Worse for Baddoo, an ugly early spring on the big-league club (.140 batting average, .438 OPS) sent him to Toledo in May for restoration work. Then, the oblique.

Maybe this was essential, apart from injuries, this 2022 crucible. Baddoo is only 23. He never played above Single A when the Tigers nabbed him in the 2020 Rule 5 draft, which mandated a full year on the big-league team if the Tigers intended to keep him in Detroit and away from the Twins.

He never was allowed a typical minor-league progression. That became doubly, and triply true, when Baddoo missed 2019 with Tommy John surgery and 2020 because of minor-league baseball’s shutdown due to COVID.

“It’s a valid point,” said Ryan Garko, who heads player development for the Tigers, and who agrees Baddoo now is getting seasoning he missed — spanning years. “The Rule 5 draft is a great way to find talented young players. But some of the development process does get skipped.

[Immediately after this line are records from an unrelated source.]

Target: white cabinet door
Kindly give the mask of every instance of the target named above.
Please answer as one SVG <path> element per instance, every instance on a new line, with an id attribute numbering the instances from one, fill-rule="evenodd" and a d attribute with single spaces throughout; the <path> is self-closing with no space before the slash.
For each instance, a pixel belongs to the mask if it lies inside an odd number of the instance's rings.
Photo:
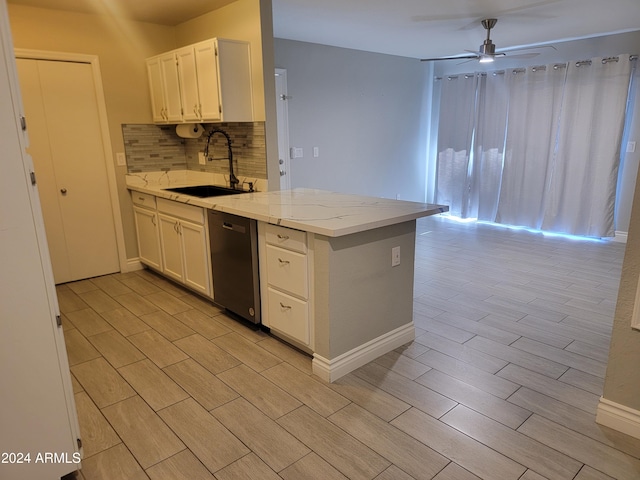
<path id="1" fill-rule="evenodd" d="M 181 48 L 176 51 L 178 59 L 178 78 L 180 79 L 180 91 L 183 115 L 185 122 L 202 120 L 200 114 L 200 96 L 198 92 L 198 72 L 196 69 L 196 57 L 192 47 Z"/>
<path id="2" fill-rule="evenodd" d="M 165 122 L 164 82 L 160 58 L 147 60 L 147 75 L 149 76 L 149 91 L 151 92 L 151 114 L 156 123 Z"/>
<path id="3" fill-rule="evenodd" d="M 249 43 L 217 39 L 218 84 L 223 122 L 253 121 Z"/>
<path id="4" fill-rule="evenodd" d="M 184 283 L 211 296 L 206 229 L 204 225 L 181 220 L 179 230 L 184 255 Z"/>
<path id="5" fill-rule="evenodd" d="M 178 219 L 158 214 L 160 221 L 160 239 L 162 245 L 162 272 L 182 282 L 182 242 L 180 240 L 180 222 Z"/>
<path id="6" fill-rule="evenodd" d="M 147 59 L 151 110 L 156 123 L 182 122 L 182 100 L 176 54 Z"/>
<path id="7" fill-rule="evenodd" d="M 168 122 L 182 121 L 182 101 L 180 100 L 180 80 L 175 53 L 160 56 L 160 69 L 164 83 L 165 117 Z"/>
<path id="8" fill-rule="evenodd" d="M 208 40 L 193 47 L 198 72 L 200 113 L 203 120 L 220 120 L 220 85 L 216 42 Z"/>
<path id="9" fill-rule="evenodd" d="M 140 261 L 156 270 L 162 270 L 157 213 L 155 210 L 134 206 L 133 217 L 136 222 Z"/>
<path id="10" fill-rule="evenodd" d="M 177 204 L 177 206 L 185 207 L 183 204 Z M 202 210 L 200 207 L 188 208 Z M 188 216 L 188 211 L 185 210 L 185 212 L 185 216 Z M 158 220 L 162 272 L 187 287 L 211 297 L 211 261 L 206 226 L 166 213 L 158 213 Z"/>
<path id="11" fill-rule="evenodd" d="M 24 153 L 22 105 L 6 3 L 0 3 L 0 464 L 3 479 L 60 478 L 78 468 L 79 428 L 33 163 Z M 30 127 L 31 128 L 31 127 Z M 87 433 L 87 435 L 89 435 Z M 66 462 L 37 462 L 55 452 Z"/>

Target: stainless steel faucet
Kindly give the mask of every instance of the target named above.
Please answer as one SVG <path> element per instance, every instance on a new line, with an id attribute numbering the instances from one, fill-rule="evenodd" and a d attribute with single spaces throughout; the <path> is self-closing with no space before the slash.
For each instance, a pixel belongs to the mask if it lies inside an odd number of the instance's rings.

“It’s funny. I was just there (Toledo) talking with (Mud Hens manager) Lloyd McClendon who mentioned, and he was right, that this is a very young player. He had a lot of success last year, and all of his tools are still present. He’s a major-leaguer playing on a Triple-A field. He moves at a different speed from everybody else.”

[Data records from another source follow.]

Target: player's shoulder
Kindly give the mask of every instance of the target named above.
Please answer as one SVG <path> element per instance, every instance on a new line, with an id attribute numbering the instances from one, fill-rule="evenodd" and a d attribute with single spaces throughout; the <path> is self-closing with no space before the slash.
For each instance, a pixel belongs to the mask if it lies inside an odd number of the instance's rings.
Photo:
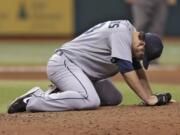
<path id="1" fill-rule="evenodd" d="M 111 31 L 133 31 L 134 26 L 129 20 L 112 20 L 107 22 L 108 28 Z"/>

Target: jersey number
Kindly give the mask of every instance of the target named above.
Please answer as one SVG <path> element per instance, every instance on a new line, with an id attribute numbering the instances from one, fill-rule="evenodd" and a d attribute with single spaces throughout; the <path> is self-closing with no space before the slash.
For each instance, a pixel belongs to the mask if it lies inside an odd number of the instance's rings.
<path id="1" fill-rule="evenodd" d="M 118 28 L 120 21 L 113 21 L 109 24 L 109 28 Z"/>
<path id="2" fill-rule="evenodd" d="M 106 22 L 100 23 L 100 24 L 98 24 L 98 25 L 90 28 L 88 31 L 85 32 L 85 34 L 91 33 L 91 32 L 93 32 L 93 31 L 101 28 L 101 27 L 104 26 L 105 24 L 106 24 Z M 112 22 L 109 24 L 108 28 L 118 28 L 118 27 L 119 27 L 119 24 L 120 24 L 120 21 L 112 21 Z"/>

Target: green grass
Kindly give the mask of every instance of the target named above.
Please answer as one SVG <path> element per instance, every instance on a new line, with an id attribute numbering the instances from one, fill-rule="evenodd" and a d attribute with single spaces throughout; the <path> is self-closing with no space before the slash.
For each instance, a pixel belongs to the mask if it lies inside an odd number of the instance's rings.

Garko was referring there to Baddoo’s higher-end skills and execution. It’s now a matter of getting that left-handed bat to settle and become the weapon it was in 2021.

“Everybody has a different opinion about how many at-bats a player needs in the minors,” said Garko said, who knows Baddoo has had 924 official at-bats on the farm in a bit more than four seasons. “But, no matter how many it takes, Akil didn’t get those.”

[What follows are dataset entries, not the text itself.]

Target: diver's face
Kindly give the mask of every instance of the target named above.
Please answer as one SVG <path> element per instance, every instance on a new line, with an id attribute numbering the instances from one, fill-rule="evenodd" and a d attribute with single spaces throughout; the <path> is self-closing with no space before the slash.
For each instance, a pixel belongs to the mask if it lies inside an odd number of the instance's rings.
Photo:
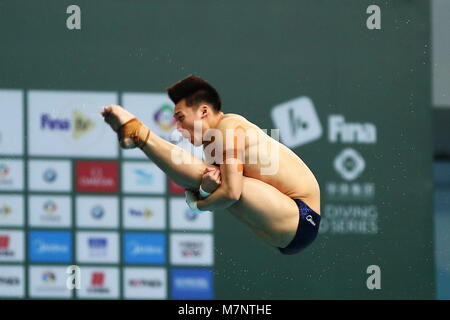
<path id="1" fill-rule="evenodd" d="M 181 132 L 184 138 L 188 139 L 193 145 L 200 146 L 202 144 L 201 129 L 196 137 L 194 135 L 194 123 L 195 121 L 202 121 L 202 112 L 199 107 L 189 107 L 186 105 L 185 99 L 180 100 L 173 111 L 173 117 L 175 118 L 177 130 Z"/>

Now that the oblique has calmed down, 2022 pretty much begins. So do some high-intensity sessions with Mud Hens hitting coach Adam Melhuse.

“Some swing things,” Garko said of Melhuse’s seminars. “He (Baddoo) would be the first to tell you that there were things he needed to work on. And not just his swing, but his whole approach — the strike zone and how he’s being pitched.

“We’re just making sure that he does the things that made himself so successful last year: He used the whole field. He could grind out an at-bat against anybody, right-hander or left-hander. When he went into those at-bats, he went in with the mindset that he was going to do whatever it took to get on base.”

The commitment is still there, Garko said, in full fury. What was said about Baddoo last season — that he listened, he studied, he sweated to become better — is said again in 2022 by the man who is in his first year as Tigers player-development steward:

“The attitude is unbelievably good. He wants to work, he runs the bases hard, he’s a great teammate.”

But disposition can’t always override experience.

Garko says pitchers put together a blueprint on Baddoo based on 2021’s studies. Getting him to chase, finding a hole or two in his swing-radius — this is what happens in baseball.

“There’s a scouting report on him, and this is always a game of adjustments,” Garko said. “So, we’re working on some small things: where the bat is at launch, his load, his timing, slowing down some of the movement.”

First things first. The oblique finally has calmed down and Baddoo can swing with his old fluidity.

Next — if health holds up — comes a long, sustained stretch of playing games and getting those at-bats he has missed since signing with the Twins in 2017, when he was only 17.

“I have full confidence that this (Toledo) is where he needs to be, right now,” Garko said. “He’s such a pro the way he’s handled everything.

“And I still think he has a very bright future.”

Lynn Henning is a freelance writer and retired Detroit News sports reporter.